Debt Moratorium with 1%Tax? The Arctic Mouse that Roared
There are $454 Trillion derivatives which represent eight times the Global GDP. Of these, by far the majority are interest rate swaps. This suggests an acute financial sensitivity to interest rates.
While Central Banks such as the Federal Reserve can work short-term rates like Federal Funds down for a short while by monetarizing everything that moves until it doesn’t, the longer-term interest rate markets comprised of bills, notes and bonds from a year to 30-year maturities, are more determined by what is left of free markets, looking to get the safest highest return on their capital savings. It’s hard to believe some AAA corporations actually issued 40-year bonds not too long ago.

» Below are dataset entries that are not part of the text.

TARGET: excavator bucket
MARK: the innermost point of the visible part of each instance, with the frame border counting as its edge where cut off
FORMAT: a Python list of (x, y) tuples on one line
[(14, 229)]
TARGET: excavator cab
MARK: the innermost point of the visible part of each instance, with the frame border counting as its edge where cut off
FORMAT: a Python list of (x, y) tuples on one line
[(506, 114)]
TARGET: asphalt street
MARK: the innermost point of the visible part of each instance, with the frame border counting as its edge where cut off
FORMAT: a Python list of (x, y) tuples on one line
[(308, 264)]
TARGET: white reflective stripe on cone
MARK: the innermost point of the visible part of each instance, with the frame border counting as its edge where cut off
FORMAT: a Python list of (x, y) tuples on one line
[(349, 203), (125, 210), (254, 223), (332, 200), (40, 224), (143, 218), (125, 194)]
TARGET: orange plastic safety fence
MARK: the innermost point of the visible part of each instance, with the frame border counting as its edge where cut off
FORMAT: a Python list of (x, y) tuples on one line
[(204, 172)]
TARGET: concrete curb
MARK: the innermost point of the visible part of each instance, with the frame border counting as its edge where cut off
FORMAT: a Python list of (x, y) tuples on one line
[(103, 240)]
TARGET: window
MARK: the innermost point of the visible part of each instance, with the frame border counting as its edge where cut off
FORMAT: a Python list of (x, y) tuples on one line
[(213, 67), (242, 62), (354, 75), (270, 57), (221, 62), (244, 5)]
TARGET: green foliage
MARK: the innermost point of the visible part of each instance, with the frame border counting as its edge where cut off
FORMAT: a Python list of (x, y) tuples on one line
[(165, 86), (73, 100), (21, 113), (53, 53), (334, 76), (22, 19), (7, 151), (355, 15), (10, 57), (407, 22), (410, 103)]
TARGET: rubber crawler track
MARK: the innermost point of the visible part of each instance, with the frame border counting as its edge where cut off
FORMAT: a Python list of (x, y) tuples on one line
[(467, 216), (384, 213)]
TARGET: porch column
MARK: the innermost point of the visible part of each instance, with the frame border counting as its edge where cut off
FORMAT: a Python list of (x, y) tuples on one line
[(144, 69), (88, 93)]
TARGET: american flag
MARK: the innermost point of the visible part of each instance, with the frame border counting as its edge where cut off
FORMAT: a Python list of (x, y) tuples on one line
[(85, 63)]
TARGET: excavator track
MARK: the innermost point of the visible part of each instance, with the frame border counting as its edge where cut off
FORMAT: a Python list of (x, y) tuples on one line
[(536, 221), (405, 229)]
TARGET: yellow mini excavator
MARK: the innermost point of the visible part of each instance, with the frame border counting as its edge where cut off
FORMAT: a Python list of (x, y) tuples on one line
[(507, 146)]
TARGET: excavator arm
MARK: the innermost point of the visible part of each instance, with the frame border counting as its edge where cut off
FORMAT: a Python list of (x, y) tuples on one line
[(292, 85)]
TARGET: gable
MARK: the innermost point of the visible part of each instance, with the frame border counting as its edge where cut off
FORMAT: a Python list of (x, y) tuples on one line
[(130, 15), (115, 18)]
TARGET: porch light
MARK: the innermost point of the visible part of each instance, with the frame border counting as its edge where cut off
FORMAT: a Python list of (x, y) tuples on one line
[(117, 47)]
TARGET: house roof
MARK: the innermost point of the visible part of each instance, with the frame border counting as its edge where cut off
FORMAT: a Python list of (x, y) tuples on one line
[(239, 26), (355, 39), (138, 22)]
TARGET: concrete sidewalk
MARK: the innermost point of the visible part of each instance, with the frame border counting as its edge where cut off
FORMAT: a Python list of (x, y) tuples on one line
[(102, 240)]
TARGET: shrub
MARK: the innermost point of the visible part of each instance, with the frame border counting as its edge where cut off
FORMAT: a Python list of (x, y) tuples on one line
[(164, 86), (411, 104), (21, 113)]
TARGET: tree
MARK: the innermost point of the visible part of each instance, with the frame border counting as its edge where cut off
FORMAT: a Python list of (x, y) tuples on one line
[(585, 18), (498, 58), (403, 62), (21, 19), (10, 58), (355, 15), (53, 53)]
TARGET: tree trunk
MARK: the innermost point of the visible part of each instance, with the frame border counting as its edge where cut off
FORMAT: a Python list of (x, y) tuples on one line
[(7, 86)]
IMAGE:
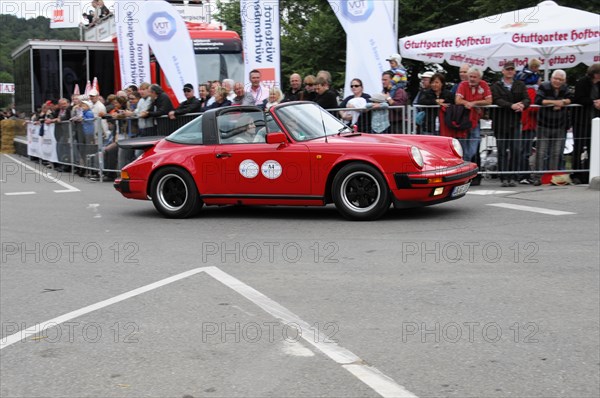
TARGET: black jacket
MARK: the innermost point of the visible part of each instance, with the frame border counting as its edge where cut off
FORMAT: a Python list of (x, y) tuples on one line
[(192, 105), (327, 100), (583, 96), (162, 105), (428, 97), (505, 120), (547, 116)]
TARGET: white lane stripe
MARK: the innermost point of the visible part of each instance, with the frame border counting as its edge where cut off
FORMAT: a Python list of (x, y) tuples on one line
[(489, 192), (40, 327), (540, 210), (47, 176), (382, 384), (20, 193), (379, 382)]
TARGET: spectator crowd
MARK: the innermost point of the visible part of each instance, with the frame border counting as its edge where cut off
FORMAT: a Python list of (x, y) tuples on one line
[(530, 117)]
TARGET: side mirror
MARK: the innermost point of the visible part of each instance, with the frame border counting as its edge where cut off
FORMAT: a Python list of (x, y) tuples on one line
[(277, 137)]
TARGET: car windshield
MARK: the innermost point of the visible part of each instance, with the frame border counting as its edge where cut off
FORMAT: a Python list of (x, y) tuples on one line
[(307, 121), (190, 133)]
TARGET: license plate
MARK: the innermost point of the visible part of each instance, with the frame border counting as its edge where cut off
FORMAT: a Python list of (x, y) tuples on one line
[(461, 189)]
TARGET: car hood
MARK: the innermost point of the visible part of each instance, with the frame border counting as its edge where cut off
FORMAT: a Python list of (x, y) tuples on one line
[(437, 151)]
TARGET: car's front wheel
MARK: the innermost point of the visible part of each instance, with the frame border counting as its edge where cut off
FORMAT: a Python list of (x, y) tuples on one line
[(360, 192), (174, 193)]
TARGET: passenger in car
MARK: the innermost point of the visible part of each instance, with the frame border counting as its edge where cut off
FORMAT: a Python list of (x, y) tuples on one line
[(249, 133)]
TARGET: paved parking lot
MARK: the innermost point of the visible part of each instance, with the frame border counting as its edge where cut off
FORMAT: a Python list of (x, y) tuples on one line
[(494, 295)]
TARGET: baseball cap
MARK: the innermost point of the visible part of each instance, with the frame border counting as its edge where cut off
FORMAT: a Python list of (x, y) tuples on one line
[(395, 57)]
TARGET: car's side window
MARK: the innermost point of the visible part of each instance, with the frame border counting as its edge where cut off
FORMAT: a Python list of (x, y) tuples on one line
[(272, 125), (242, 128), (190, 133)]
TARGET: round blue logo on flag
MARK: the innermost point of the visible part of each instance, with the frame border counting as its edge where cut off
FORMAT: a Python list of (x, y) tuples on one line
[(357, 10), (161, 26)]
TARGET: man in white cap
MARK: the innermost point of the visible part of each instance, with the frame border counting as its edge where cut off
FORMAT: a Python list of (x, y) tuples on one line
[(400, 76), (423, 85), (99, 110)]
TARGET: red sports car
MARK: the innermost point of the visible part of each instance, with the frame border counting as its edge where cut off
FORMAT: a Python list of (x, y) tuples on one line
[(296, 154)]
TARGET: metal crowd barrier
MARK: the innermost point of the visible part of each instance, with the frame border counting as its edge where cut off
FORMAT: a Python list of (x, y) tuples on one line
[(507, 145), (508, 141)]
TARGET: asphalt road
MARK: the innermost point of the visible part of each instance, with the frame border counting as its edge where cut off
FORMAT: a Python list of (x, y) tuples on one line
[(472, 298)]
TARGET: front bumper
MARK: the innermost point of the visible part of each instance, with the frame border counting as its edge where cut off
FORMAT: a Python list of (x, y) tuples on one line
[(432, 186), (132, 189)]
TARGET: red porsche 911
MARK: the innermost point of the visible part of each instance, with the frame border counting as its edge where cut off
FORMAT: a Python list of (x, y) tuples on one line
[(296, 154)]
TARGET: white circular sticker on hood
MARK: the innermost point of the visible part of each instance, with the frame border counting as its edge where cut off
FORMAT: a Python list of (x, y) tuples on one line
[(249, 168), (271, 169)]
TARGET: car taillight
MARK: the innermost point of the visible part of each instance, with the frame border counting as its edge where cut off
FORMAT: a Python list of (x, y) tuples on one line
[(457, 148), (417, 157)]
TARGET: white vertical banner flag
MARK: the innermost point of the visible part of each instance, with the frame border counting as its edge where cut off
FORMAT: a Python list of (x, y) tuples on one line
[(134, 54), (369, 26), (172, 45), (66, 14), (260, 29)]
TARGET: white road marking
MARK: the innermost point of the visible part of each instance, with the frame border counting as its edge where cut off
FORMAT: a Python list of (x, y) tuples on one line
[(379, 382), (489, 192), (296, 349), (19, 193), (40, 327), (382, 384), (540, 210), (47, 177), (94, 207)]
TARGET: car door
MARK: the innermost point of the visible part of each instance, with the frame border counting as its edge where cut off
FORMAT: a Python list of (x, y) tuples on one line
[(257, 168)]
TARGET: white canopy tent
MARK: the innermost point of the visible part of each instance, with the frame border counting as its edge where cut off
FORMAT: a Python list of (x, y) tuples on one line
[(560, 37)]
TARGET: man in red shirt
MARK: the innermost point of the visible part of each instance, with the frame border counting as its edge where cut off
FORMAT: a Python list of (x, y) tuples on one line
[(473, 93)]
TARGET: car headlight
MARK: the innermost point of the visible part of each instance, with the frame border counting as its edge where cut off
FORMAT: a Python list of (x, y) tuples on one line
[(417, 157), (457, 148)]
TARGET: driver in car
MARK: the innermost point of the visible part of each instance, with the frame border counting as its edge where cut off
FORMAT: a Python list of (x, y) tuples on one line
[(249, 133)]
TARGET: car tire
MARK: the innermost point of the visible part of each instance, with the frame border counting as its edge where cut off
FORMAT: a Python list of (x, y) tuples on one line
[(174, 193), (360, 192)]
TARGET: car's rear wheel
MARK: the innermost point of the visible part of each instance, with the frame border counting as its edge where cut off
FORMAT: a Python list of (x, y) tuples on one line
[(174, 193), (360, 192)]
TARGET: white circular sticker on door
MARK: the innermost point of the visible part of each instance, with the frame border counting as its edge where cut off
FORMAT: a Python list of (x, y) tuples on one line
[(271, 169), (249, 168)]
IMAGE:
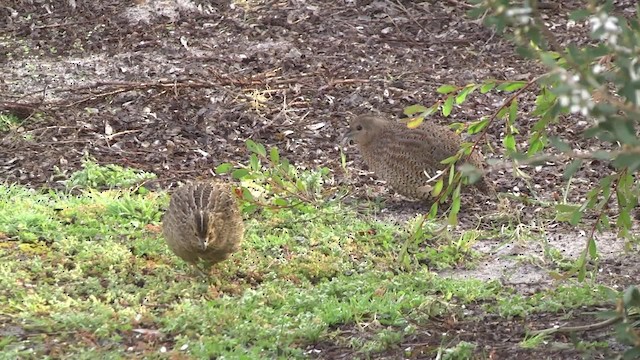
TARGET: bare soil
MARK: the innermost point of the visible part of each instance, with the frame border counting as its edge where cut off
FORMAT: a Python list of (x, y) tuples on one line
[(176, 87)]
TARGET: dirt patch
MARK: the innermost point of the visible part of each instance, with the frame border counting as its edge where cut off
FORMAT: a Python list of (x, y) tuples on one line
[(176, 87)]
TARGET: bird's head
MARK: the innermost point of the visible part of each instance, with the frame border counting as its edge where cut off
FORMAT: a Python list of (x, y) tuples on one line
[(364, 129)]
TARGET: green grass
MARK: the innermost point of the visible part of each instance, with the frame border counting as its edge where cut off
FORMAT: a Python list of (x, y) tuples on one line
[(89, 275), (8, 122)]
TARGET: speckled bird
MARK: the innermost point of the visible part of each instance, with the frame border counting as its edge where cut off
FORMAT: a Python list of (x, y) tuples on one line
[(406, 158), (203, 223)]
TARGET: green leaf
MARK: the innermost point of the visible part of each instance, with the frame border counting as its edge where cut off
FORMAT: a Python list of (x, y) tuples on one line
[(486, 87), (579, 15), (280, 202), (511, 86), (415, 122), (572, 168), (446, 89), (447, 106), (536, 144), (274, 155), (502, 112), (437, 188), (239, 173), (414, 109), (477, 126), (433, 211), (254, 162), (513, 111), (223, 168), (450, 159), (509, 143), (593, 250), (462, 96)]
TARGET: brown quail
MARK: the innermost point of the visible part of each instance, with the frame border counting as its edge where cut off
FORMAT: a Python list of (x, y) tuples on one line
[(203, 223), (406, 158)]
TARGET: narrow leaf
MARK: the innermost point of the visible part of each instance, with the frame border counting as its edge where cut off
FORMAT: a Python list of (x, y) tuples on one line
[(447, 106), (414, 109)]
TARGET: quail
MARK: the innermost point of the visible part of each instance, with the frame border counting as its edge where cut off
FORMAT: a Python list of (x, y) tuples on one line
[(406, 158), (203, 223)]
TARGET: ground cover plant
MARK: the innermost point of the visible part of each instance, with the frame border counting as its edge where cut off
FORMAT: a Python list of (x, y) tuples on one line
[(104, 106)]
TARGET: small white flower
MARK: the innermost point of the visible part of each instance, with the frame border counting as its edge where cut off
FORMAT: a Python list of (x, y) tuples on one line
[(597, 69)]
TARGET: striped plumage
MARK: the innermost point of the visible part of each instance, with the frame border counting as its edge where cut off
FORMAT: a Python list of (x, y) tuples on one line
[(203, 223), (401, 156)]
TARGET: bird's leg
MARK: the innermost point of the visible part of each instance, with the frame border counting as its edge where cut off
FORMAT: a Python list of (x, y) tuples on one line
[(199, 270)]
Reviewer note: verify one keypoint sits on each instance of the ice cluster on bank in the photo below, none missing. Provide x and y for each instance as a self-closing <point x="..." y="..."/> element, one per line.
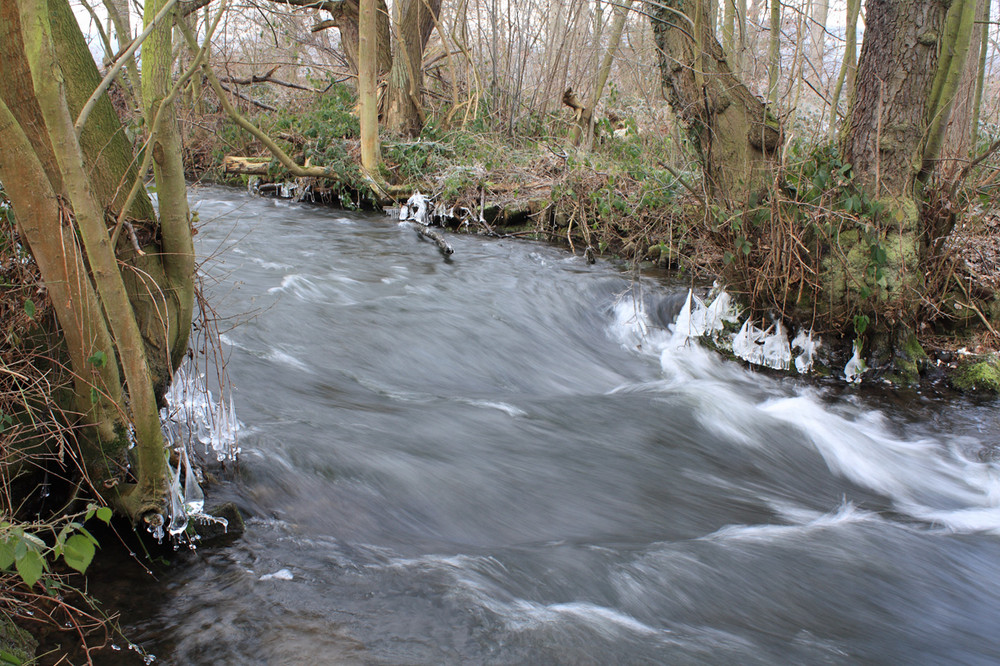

The Fed this past Spring attempted to control longer-term rates by announcing the purchase of $1.55 Trillion of bonds and mortgages.
After purchasing $156.5 Billion of bonds and $555.9 Billion of mortgages, we saw a brief decline in interest rates followed by climbing long-term rates again:
http://stockcharts.com/charts/gallery.html?tyx
A chart reader with considerable experience in the markets might be forgiven for noting the long Thirty Year Treasury Bond hit 2.519% last December 2008 when Depression was expected after the Fall 2008 Panic. Then $TYX hit 5.066% in June 2009 when it was clear the Fed had little or no control of longer-term interest rates, and all the money created by the Fed might be inflationary.
Now, in the fall of 2009, as people realize Fed funny money is going nowhere fast but to keep big bad banks operating with broken balance sheets, long-term interest rates are declining again, on target for 3.10%.
In fact, we are still long the EDV with trailing sell stops, having picked it up in the area of 87 this Spring.
This is not a recommendation, which we do not even make to private subscribers to our $1000 Seasonal Outlook, preferring to provide useful information.
http://stockcharts.com/charts/gallery.html?edv
Only a few realize real interest rates are the highest in history and favor lenders over borrowers for the first time since 1981.